Chi nega l’Olocausto su Facebook verrà cancellato
Mark Zuckerberg torna ad esporsi dopo le recenti polemiche, con la volontà di rassicurare la propria audience sui contenuti presenti sulla sua piattaforma. Come? Mandando segnali forti che vale la pena analizzare. L’ultimo risale ad alcune settimane fa ed è un monito a quei profili che ancora negano l’Olocausto su Facebook.
Ban immediato per chi offre versioni distorte dell’Olocausto su Facebook
Così la voce più autorevole del social si è così espresso alcuni giorni fa. Decisione dovuta “all’aumento ben documentato dell’antisemitismo a livello globale ed all’allarmante livello di ignoranza sull’Olocausto, soprattutto tra i giovani”.

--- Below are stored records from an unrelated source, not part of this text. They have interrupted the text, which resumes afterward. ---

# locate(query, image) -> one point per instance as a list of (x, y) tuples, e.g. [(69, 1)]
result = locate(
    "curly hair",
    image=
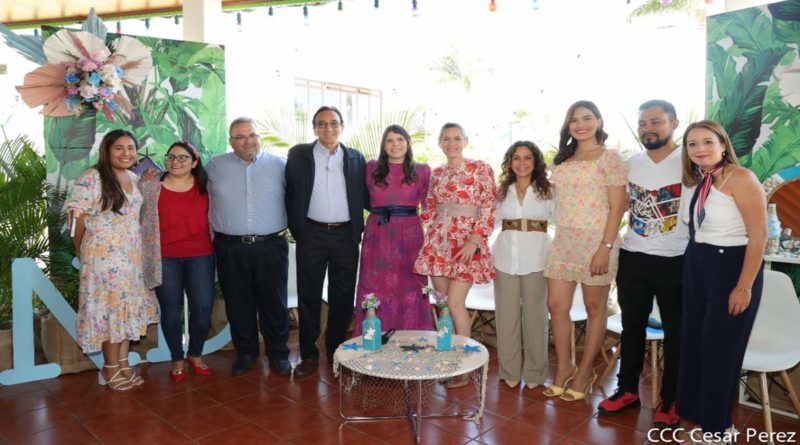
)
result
[(539, 181), (566, 144), (111, 194), (382, 167)]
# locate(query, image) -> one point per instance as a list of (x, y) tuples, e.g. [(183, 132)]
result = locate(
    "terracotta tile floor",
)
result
[(263, 408)]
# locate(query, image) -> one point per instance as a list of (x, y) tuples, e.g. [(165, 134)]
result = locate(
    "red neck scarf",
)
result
[(704, 187)]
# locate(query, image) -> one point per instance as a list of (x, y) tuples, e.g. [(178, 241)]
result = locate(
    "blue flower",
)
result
[(94, 79)]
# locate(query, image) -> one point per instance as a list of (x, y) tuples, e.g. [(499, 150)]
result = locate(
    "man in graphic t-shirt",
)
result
[(651, 260)]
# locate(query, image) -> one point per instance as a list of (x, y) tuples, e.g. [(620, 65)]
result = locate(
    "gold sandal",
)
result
[(555, 391)]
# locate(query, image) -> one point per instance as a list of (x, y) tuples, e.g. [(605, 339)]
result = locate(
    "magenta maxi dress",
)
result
[(388, 253)]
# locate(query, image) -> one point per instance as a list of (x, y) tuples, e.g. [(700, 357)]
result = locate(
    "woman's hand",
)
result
[(468, 249), (600, 259), (738, 301)]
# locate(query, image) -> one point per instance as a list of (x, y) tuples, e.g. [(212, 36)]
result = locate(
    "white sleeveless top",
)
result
[(723, 224)]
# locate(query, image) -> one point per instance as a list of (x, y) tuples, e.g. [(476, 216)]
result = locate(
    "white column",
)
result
[(199, 18)]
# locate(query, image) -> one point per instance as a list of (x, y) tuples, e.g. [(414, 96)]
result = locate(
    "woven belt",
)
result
[(329, 226), (525, 225), (249, 239)]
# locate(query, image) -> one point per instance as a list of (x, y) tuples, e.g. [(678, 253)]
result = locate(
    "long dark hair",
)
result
[(382, 169), (199, 173), (111, 194), (566, 144), (539, 181)]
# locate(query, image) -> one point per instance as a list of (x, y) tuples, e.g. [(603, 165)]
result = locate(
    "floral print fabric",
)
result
[(468, 183), (114, 303), (581, 213)]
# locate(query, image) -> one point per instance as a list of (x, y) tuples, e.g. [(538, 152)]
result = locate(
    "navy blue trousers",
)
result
[(712, 341)]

Una svolta inaspettata rispetto alle posizioni del 2018
Due anni fa lo stesso Zuckerberg aveva dichiarato che Facebook non avrebbe rimosso tali contenuti, ammettendo che il social avrebbe potuto commettere “errori involontari”. Nello specifico, significa rischiare che il machine learning si possa inceppare nella lettura di certe parole chiave e punire incolpevoli. Tuttavia, due anni dopo, sembra che questo problema sia ormai ovviato.

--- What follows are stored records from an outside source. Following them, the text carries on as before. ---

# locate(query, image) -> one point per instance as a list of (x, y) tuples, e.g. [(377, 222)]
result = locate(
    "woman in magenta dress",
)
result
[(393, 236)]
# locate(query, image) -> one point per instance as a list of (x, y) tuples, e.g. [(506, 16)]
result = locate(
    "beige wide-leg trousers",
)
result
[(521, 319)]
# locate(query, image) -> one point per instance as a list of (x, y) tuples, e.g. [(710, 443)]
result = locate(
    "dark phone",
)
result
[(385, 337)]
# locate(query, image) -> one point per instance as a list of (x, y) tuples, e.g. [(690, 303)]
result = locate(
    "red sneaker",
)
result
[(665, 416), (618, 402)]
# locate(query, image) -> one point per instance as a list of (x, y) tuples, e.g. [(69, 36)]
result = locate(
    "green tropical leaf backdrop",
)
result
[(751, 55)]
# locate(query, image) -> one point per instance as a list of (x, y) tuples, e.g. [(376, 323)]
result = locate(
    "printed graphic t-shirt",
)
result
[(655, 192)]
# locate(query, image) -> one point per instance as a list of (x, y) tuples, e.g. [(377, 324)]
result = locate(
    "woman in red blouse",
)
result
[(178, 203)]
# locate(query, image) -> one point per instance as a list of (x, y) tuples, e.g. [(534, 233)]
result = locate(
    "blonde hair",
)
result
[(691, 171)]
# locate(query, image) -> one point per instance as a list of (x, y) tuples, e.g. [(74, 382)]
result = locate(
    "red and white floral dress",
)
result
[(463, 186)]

La ricerca che ha allarmato il proprietario di Facebook
La statistica citata dall’autore di tali dichiarazioni è molto preoccupante. Quasi il 25% degli adulti americani di età compresa tra i 18 e i 39 anni crede infatti che l’Olocausto sia “falso o esagerato” oppure afferma di non ritenersi certo del fatto che sia realmente accaduto.
Il dualismo in cui il social è stato costretto a vivere
Per mesi, il dilemma è stato difendere la libertà di espressione o combattere il danno causato dal minimizzare o addirittura negare l’orrore dell’Olocausto. Alla fine le statistiche hanno avuto un peso considerevole per far pendere l’ago della bilancia da una parte. “Tracciare le linee giuste tra ciò che è o non è un discorso accettabile non è affatto semplice, ma con lo stato attuale del mondo, credo che questo sia il giusto equilibrio“.
Linea ancora non condivisa da tutti i social network
Non tutti i social però sono allineati a questo pensiero. Twitter, ad esempio, ha ancora una posizione indecisa sulla questione. E’ necessario però che ogni piattaforma sappia distinguere tra il diritto di concedere l’opinione e quello di offendere la memoria di milioni di persone. A prescindere da quanti utenti rischia di perdere nella scelta.